Гангстеры вышли чуть ли не па цыпочках. Женщина еще вернулась, подсунула мне подушку под голову.

Самолечение описано у Рамачараки в «Хатха-йоге» популярном изложении индийской народной медицины.

У меня приемы те же. Сначала надо сосредоточиться. Для этого дышат в такт с биением сердца. Постепенно весь организм вводится в ритм. Вот уже и сердце тебя слушается, и кровь тебя слушается. Ты дирижер своего тела. Приступай к лечению. Йоги рекомендуют после этого направлять прану в больной орган.

Прана — это энергия. По их понятиям, нечто сложное и таинственное. Вероятно, подразумевается кровь, и больше ничего. Лично я приказываю крови притекать к ране. Нервам приказываю усилить боль, обратить на рану особое внимание.

«Хатха-йога» рекомендует даже уговаривать больные органы словами: «Милое сердце, пожалуйста, не подведи меня, возьмись за работу, соберись с силами», «Ранка, моя хорошая, засыхай, будь добра». «Эй, печень, не ленись, не упрямься, как ослица!» Конечно, дело тут не в словах, клетки тела слов не понимают. Но слова позволяют сосредоточить внимание, думать неотрывно о больном месте.

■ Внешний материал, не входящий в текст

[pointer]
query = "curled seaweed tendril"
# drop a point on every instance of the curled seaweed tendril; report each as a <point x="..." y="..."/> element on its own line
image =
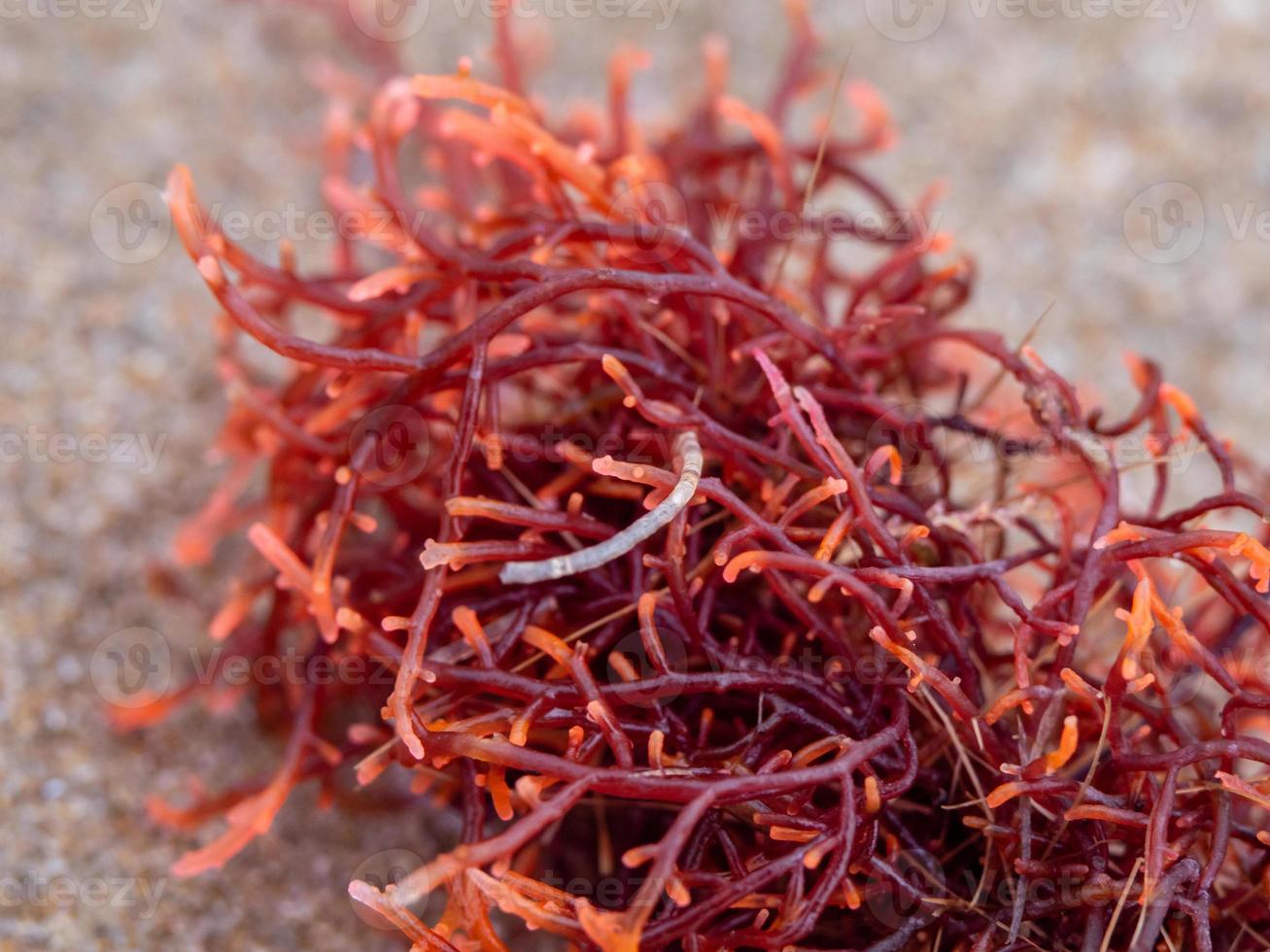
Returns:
<point x="855" y="659"/>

Не знаю, многим ли йогам удается это лечение самовнушением. Я отвечаю за себя. Я это могу делать, потому что у меня особый секрет. Заслуга не моя, а делать могу. У меня кровь подчиняется воле.

Не словами я даю задание, а воображением. Я представляю себе, как по жилам бежит горячий ток. Представляю себе, как струится кровь из раны, смывая словно теплой водой всякую грязь. Минуты две струится, и довольно. Воображаю, как стягиваются мышцы, смыкаются, словно сжатые губы. Сошлись, замкнули сосуды, ни кровинки на рубце. Воображаю, как срастаются смежные клеточки, нити соединительной ткани входят в ткань, миллионами нитей сшивается рубец. Воображаю, как нарастает новая кожа, младенчески-розовая, нежная и гладкая.

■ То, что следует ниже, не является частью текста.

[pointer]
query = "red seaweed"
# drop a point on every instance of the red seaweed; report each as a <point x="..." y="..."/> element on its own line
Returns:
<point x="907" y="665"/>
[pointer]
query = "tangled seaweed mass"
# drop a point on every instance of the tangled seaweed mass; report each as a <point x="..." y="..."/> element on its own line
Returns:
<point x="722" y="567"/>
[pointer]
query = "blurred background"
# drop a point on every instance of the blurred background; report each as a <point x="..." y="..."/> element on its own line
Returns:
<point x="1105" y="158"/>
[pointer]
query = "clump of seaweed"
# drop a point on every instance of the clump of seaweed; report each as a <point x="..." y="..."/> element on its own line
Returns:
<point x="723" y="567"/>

Воображаю, как нога болит, пылает, жжет, как она налилась багровым сгустком крови. Воображаю, как зудит заживающий рубец и как пульс стучит, приливая к ране: тук-тук, тук-тук.

Неотрывно воображаю два часа. Очень это утомительно, воображать два часа подряд.

Но вот скрипят двери. Так же на цыпочках гангстеры осторожно и почтительно входят в комнату. Зажигают свет. Жмурюсь. Отвык.

— Гляди-ка, с лица спал, — говорит женщина с откровенным сочувствием. — С лица спал. И почернел весь.

— Время истекло, — напоминает главарь очень мягким голосом. В нем слышится готовность продлить срок, если я попрошу.

Но мне самому интересно посмотреть, что у меня получилось. Боли как будто нет. Но, может быть, я внушил себе, что боль прошла. Разматываю повязку.

Младенчески-нежная, мягкая, розовая кожа на правом бедре. Как бы пятно после зажившего ожога.

— Матерь божья! — Женщина истово перекрестилась. Боксер сказал:

— Дьявольщина!

— Небесное проклятье! — прохрипел Гора Мяса.

— Провалиться мне в ад! — прошептал коротышка-главарь.

Сильнее ругани не нашлось в английском языке. Даже гангстеры не знали.